Agent PR Replay takes merged PRs from any repository, reverse-engineers the task prompt, runs Claude Code against it, and compares what the agent did versus what humans actually shipped. The result is targeted, empirical guidance.
git clone https://github.com/sshh12/agent-pr-replay.gitAgent PR Replay takes merged PRs from any repository, reverse-engineers the task prompt, runs Claude Code against it, and compares what the agent did versus what humans actually shipped. The result is targeted, empirical guidance.
1. **Identify Target PRs:** Select a recently merged PR from your repository that represents a non-trivial task (e.g., feature implementation, bug fix, or optimization). Focus on PRs with clear descriptions or commit messages. 2. **Run the Analysis:** Use the prompt template above, replacing [PR_NUMBER] and [REPO_URL] with the actual values. For best results, include the PR title and description in your input to help the AI infer the original prompt accurately. 3. **Review the Comparison:** Examine the AI-generated output versus the human implementation. Pay attention to differences in approach, efficiency, and edge cases handled. Use tools like `git diff` to inspect the actual changes in the PR. 4. **Extract Insights:** Document the key differences and their implications. Focus on patterns (e.g., 'AI agents often propose simpler solutions that don't account for edge cases' or 'Humans over-engineer solutions when real-time updates are required'). 5. **Refine Workflows:** Use the insights to improve your prompt engineering practices. For example, if AI agents consistently miss real-time requirements, add explicit constraints to your prompts. Share findings with your team to standardize prompt templates.

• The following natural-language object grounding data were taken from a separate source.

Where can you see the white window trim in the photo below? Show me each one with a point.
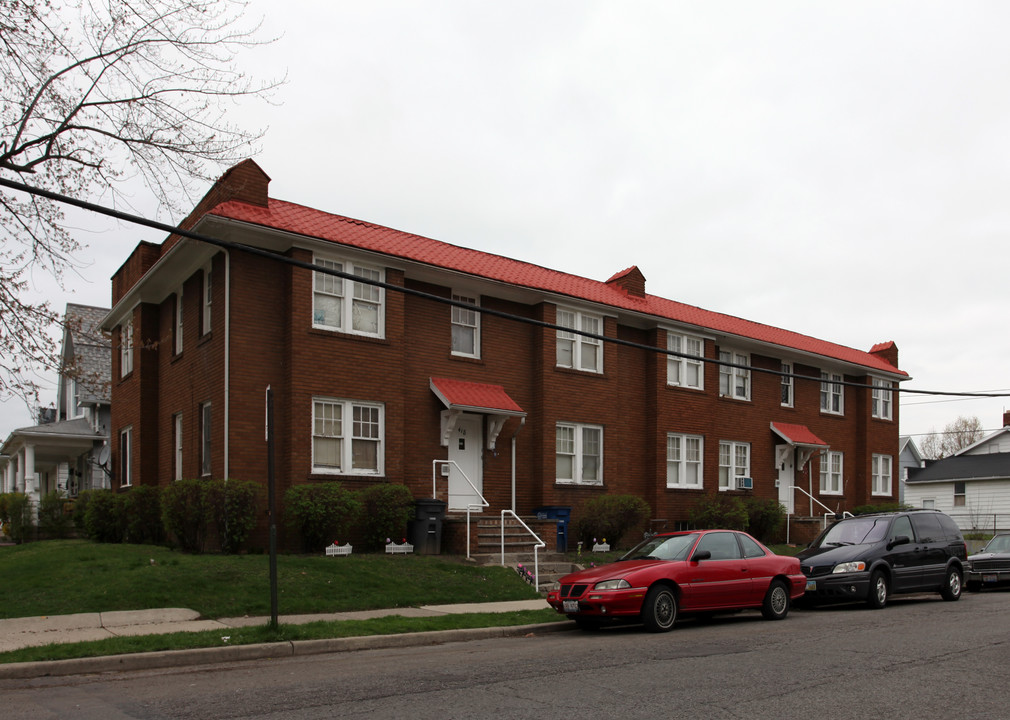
(126, 456)
(788, 385)
(578, 452)
(879, 477)
(458, 317)
(882, 399)
(345, 290)
(208, 297)
(677, 367)
(206, 438)
(580, 342)
(830, 388)
(731, 375)
(733, 471)
(177, 440)
(683, 461)
(126, 347)
(179, 321)
(827, 473)
(346, 437)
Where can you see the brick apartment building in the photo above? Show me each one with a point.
(372, 384)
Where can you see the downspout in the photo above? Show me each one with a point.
(522, 421)
(227, 355)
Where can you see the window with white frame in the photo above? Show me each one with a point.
(734, 463)
(177, 439)
(734, 382)
(832, 399)
(126, 457)
(579, 351)
(346, 436)
(208, 297)
(684, 460)
(881, 399)
(347, 305)
(831, 469)
(787, 385)
(205, 437)
(126, 347)
(579, 453)
(179, 321)
(687, 372)
(466, 328)
(881, 475)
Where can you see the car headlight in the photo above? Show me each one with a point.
(856, 567)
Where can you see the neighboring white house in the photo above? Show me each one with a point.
(66, 450)
(973, 486)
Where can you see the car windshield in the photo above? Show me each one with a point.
(1000, 543)
(855, 531)
(663, 547)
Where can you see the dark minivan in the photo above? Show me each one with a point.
(869, 557)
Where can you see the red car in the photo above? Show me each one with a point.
(701, 571)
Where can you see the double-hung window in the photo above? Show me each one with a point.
(734, 463)
(881, 399)
(580, 351)
(466, 328)
(734, 382)
(684, 460)
(346, 436)
(787, 385)
(347, 305)
(832, 399)
(126, 348)
(831, 469)
(126, 457)
(579, 453)
(686, 370)
(881, 472)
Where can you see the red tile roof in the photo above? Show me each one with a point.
(797, 434)
(302, 220)
(478, 396)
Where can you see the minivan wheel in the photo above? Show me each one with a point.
(776, 605)
(879, 589)
(951, 585)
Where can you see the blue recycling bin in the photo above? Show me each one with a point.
(563, 515)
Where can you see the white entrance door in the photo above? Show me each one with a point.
(787, 476)
(466, 450)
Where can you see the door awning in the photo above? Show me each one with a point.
(798, 437)
(461, 396)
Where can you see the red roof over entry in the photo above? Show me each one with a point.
(797, 434)
(475, 397)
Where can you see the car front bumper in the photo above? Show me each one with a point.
(843, 587)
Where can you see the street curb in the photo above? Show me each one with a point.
(264, 650)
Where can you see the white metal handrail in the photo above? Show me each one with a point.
(827, 510)
(536, 546)
(471, 507)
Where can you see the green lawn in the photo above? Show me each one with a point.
(62, 577)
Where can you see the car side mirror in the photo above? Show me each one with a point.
(899, 540)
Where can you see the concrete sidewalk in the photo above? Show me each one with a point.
(33, 631)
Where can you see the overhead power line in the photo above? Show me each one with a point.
(230, 245)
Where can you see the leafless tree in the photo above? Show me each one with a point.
(93, 95)
(957, 434)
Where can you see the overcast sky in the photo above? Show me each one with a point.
(839, 169)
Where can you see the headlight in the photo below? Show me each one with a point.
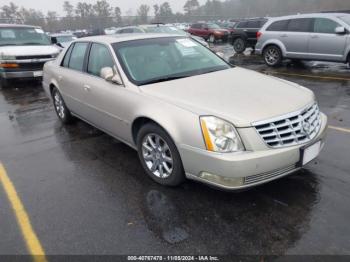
(220, 135)
(7, 57)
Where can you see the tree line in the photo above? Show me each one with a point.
(102, 14)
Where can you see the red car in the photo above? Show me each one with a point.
(209, 31)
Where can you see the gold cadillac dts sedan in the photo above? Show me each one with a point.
(187, 112)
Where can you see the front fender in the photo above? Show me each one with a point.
(182, 125)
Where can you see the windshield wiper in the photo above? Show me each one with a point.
(164, 79)
(32, 44)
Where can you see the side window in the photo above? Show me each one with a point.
(67, 56)
(77, 57)
(242, 25)
(99, 58)
(324, 25)
(300, 25)
(253, 24)
(278, 26)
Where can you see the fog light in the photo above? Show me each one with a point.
(224, 181)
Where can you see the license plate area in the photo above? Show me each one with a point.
(309, 153)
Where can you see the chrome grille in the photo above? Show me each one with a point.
(292, 129)
(265, 176)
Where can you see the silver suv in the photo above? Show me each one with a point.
(321, 37)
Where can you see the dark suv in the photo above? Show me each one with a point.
(209, 31)
(245, 34)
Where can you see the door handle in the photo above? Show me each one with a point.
(87, 88)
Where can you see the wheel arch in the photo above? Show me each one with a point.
(277, 43)
(139, 122)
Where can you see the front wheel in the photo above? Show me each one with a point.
(239, 45)
(212, 39)
(273, 56)
(159, 155)
(3, 82)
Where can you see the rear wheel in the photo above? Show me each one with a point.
(212, 38)
(239, 45)
(3, 82)
(61, 109)
(159, 155)
(273, 56)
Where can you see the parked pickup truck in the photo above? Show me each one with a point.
(23, 52)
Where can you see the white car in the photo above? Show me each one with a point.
(23, 52)
(187, 112)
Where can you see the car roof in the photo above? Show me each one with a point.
(110, 39)
(17, 26)
(55, 35)
(311, 15)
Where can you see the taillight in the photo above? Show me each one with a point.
(258, 35)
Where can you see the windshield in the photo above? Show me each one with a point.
(213, 26)
(149, 61)
(165, 29)
(65, 39)
(23, 36)
(345, 18)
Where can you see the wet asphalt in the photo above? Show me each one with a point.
(86, 193)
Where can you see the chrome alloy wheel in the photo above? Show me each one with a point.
(272, 56)
(59, 105)
(157, 155)
(239, 45)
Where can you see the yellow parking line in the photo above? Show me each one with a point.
(346, 130)
(32, 241)
(309, 76)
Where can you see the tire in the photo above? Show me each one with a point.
(159, 156)
(211, 39)
(239, 45)
(4, 82)
(61, 109)
(273, 56)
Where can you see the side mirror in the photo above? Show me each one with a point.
(222, 55)
(107, 73)
(340, 30)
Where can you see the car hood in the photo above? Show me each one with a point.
(238, 95)
(29, 50)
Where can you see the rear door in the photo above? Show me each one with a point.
(325, 44)
(69, 77)
(108, 103)
(296, 38)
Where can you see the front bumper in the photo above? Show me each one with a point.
(236, 171)
(21, 74)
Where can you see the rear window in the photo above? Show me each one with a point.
(325, 26)
(77, 57)
(255, 23)
(278, 26)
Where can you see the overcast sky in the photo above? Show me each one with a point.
(125, 5)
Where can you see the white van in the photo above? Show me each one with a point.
(23, 52)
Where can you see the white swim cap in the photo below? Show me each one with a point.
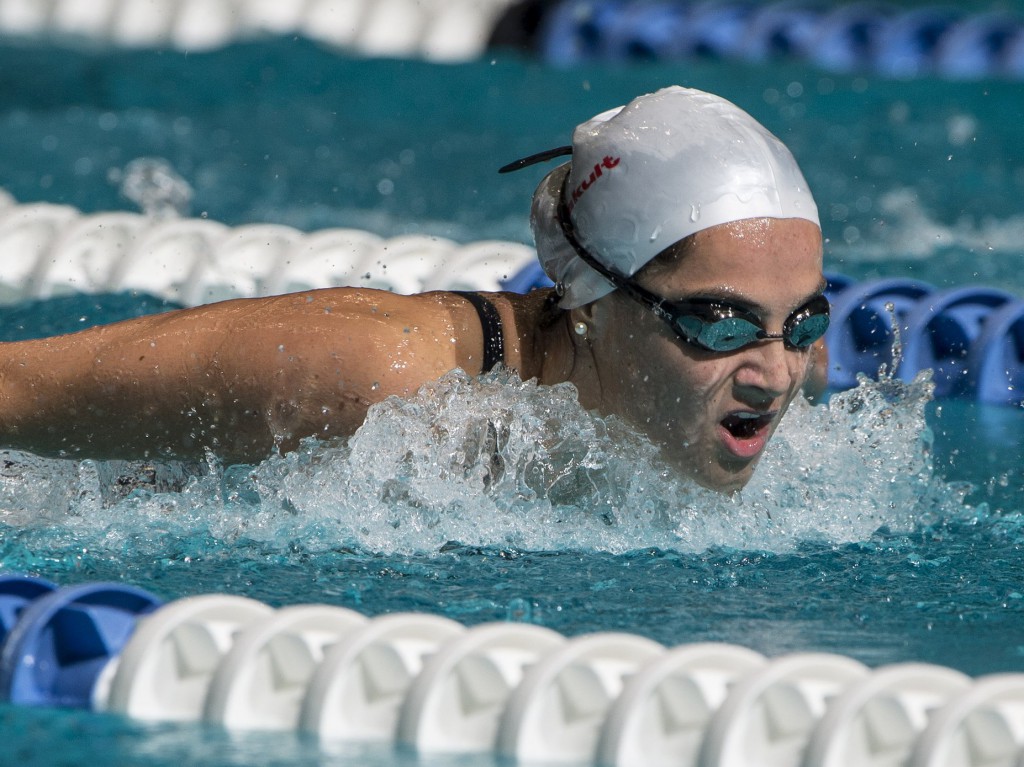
(648, 174)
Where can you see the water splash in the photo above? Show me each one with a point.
(503, 464)
(155, 186)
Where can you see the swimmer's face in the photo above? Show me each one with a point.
(712, 413)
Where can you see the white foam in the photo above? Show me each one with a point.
(504, 464)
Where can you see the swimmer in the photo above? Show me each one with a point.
(686, 252)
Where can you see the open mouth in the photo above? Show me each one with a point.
(745, 433)
(745, 425)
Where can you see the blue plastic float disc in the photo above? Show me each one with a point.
(995, 359)
(940, 331)
(647, 32)
(527, 279)
(860, 336)
(846, 37)
(64, 639)
(907, 44)
(15, 593)
(780, 30)
(976, 46)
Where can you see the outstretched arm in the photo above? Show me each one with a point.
(237, 377)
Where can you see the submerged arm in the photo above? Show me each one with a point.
(237, 377)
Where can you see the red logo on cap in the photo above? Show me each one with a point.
(607, 164)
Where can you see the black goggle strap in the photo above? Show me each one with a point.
(709, 311)
(621, 282)
(540, 157)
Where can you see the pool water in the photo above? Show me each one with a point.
(886, 526)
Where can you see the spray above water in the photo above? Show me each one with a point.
(155, 186)
(502, 464)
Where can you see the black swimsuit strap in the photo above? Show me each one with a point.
(491, 324)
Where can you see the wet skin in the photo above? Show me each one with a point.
(713, 414)
(244, 377)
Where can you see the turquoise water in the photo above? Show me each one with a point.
(886, 527)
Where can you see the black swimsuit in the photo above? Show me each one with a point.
(491, 324)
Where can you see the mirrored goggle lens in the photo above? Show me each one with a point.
(807, 330)
(724, 335)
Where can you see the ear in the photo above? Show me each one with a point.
(589, 312)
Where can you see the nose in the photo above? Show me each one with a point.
(769, 369)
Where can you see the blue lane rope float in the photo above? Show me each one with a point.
(972, 337)
(62, 639)
(858, 37)
(868, 37)
(524, 693)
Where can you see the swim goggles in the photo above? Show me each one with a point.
(710, 324)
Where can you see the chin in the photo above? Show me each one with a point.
(725, 478)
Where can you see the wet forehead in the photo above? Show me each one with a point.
(764, 263)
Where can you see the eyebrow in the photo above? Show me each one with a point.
(727, 295)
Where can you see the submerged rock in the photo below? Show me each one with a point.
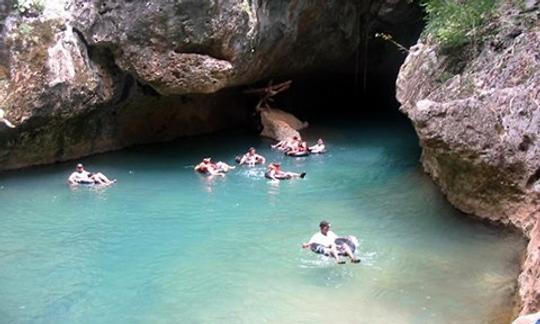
(478, 120)
(280, 125)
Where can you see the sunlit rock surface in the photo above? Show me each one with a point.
(80, 77)
(478, 122)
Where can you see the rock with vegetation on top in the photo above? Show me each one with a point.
(476, 110)
(84, 76)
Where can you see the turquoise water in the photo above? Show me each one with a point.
(165, 245)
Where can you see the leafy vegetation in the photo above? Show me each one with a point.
(29, 6)
(455, 23)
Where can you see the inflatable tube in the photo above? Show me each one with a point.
(284, 177)
(351, 241)
(238, 158)
(206, 173)
(86, 182)
(297, 154)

No install command available. Check the GitHub repository for manual installation instructions.
git clone https://github.com/sshh12/agent-pr-replayCopy the install command above and run it in your terminal.
Launch Claude Code, Cursor, or your preferred AI coding agent.
Use the prompt template or examples below to test the skill.
Adapt the skill to your specific use case and workflow.
I need to analyze the merged PR [PR_NUMBER] from [REPO_URL]. Extract the original task prompt that triggered the PR (if not explicitly stated, infer it from the PR description and code changes). Then, simulate what an AI agent would have produced when given that prompt using Claude Code. Compare the AI-generated output with the actual human implementation in the PR. Highlight key differences in approach, quality, and efficiency. Finally, provide actionable recommendations for improving future AI agent prompts or workflows based on these insights.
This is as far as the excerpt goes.